It was normal to feel sad, or lonely, or a bit down, often for no appreciable reason, said Mr Kenny.
“As parents or teachers we cannot make our children happy. Rather what we can and must do is give them the skills that will make them reflective, thoughtful, questioning, observant and resilient,” he said.
Mr Kenny was speaking at a conference in Dublin on how schools are facing huge challenges in the area of emotional wellbeing organised by the Irish Primary Principals’ Network (IPPN).
“We must do our best to create the best and safest place for our children in our schools — a space that allows them to be who they are — and to be valued for it,” Mr Kenny told over 500 people who attended the conference.
It was vital that children who were feeling fragile knew that they were not the sum of their thoughts, their feelings.

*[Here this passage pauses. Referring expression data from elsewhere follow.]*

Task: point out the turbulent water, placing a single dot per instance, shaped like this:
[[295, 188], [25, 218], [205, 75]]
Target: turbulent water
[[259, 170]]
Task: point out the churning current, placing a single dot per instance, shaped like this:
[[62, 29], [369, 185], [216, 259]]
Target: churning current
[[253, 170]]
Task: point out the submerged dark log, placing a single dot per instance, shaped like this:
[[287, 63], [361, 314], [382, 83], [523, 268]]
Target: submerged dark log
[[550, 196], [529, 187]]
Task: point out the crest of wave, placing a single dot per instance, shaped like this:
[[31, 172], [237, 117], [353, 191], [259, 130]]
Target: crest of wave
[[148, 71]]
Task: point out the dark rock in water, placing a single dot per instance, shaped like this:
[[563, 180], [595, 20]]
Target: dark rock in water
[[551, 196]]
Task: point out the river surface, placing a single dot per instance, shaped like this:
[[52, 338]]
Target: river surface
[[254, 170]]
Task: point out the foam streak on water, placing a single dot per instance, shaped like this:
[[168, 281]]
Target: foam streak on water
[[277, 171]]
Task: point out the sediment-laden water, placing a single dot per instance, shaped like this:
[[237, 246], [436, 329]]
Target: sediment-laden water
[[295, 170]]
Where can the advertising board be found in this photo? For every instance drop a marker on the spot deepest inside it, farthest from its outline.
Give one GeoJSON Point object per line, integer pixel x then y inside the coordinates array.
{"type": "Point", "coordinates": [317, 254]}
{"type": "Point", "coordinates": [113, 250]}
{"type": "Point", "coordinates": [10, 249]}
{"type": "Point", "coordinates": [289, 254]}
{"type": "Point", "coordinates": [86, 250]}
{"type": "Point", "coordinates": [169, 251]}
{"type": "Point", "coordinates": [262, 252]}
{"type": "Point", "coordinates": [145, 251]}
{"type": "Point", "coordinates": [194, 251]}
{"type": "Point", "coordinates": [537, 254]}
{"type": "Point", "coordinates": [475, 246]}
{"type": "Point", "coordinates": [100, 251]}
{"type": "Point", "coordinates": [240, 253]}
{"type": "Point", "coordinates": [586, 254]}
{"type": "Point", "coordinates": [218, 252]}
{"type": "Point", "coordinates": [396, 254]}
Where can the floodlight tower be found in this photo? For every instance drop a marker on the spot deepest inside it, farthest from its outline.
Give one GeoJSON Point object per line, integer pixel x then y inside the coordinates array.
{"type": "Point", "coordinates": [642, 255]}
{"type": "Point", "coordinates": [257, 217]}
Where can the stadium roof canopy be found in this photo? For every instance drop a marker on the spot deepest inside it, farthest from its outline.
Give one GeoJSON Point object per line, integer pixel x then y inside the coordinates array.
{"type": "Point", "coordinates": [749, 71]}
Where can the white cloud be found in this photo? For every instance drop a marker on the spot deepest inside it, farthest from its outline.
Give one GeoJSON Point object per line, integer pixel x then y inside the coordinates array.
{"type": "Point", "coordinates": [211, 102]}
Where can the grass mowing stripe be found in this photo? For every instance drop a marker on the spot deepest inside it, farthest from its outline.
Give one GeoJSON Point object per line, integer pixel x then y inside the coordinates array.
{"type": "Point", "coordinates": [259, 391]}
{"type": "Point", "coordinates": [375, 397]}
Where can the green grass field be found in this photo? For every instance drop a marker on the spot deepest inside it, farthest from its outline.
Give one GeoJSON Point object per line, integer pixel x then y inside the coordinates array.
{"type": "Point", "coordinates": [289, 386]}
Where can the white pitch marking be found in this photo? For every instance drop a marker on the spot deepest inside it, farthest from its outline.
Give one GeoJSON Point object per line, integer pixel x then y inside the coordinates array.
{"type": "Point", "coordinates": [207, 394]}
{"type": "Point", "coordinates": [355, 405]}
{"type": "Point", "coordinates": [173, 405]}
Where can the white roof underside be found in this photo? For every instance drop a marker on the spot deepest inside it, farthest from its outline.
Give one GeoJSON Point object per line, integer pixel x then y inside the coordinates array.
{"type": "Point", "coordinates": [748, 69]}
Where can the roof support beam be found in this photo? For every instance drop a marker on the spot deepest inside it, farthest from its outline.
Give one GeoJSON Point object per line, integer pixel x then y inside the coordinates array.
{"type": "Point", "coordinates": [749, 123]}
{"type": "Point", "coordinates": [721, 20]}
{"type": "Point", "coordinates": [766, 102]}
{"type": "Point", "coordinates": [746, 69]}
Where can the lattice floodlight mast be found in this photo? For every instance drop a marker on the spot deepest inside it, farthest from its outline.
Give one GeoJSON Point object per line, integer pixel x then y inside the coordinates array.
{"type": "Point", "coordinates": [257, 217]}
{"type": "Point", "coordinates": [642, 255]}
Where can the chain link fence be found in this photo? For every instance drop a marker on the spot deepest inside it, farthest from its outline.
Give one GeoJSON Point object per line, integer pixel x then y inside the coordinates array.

And it was crucial that parents, educators and the Government gave them the skills so that were not overwhelmed by their thoughts and feelings.
Mr Kenny said he understood that the Department of Education and Skills and the National Office for Suicide Prevention were actively discussing how best to provide supports to teachers and schools in the promotion of wellbeing for the whole community.
While the department had introduced important anti-bullying initiatives and an internet safety strategy for schools he believed more would have to be done to keep children safe and well.
The Ombudsman for Children, Dr Niall Muldoon, said every child should leave school with self-confidence.
However, he did not believe teachers needed extra resources in helping children to feel safe to express their anxieties and develop an emotional resilience to meet the challenges they will face throughout life.
While he would welcome more resources for teachers they were already interacting with children and they should ask themselves if they could do one more thing to help their personal growth.
IPPN chief executive Pat Goff said there was something inherently wrong when a child in a primary school was clinically depressed or presenting with serious emotional or behavioural difficulties.
“To me this should not be norm and yet we are now accepting this as normal,” he said.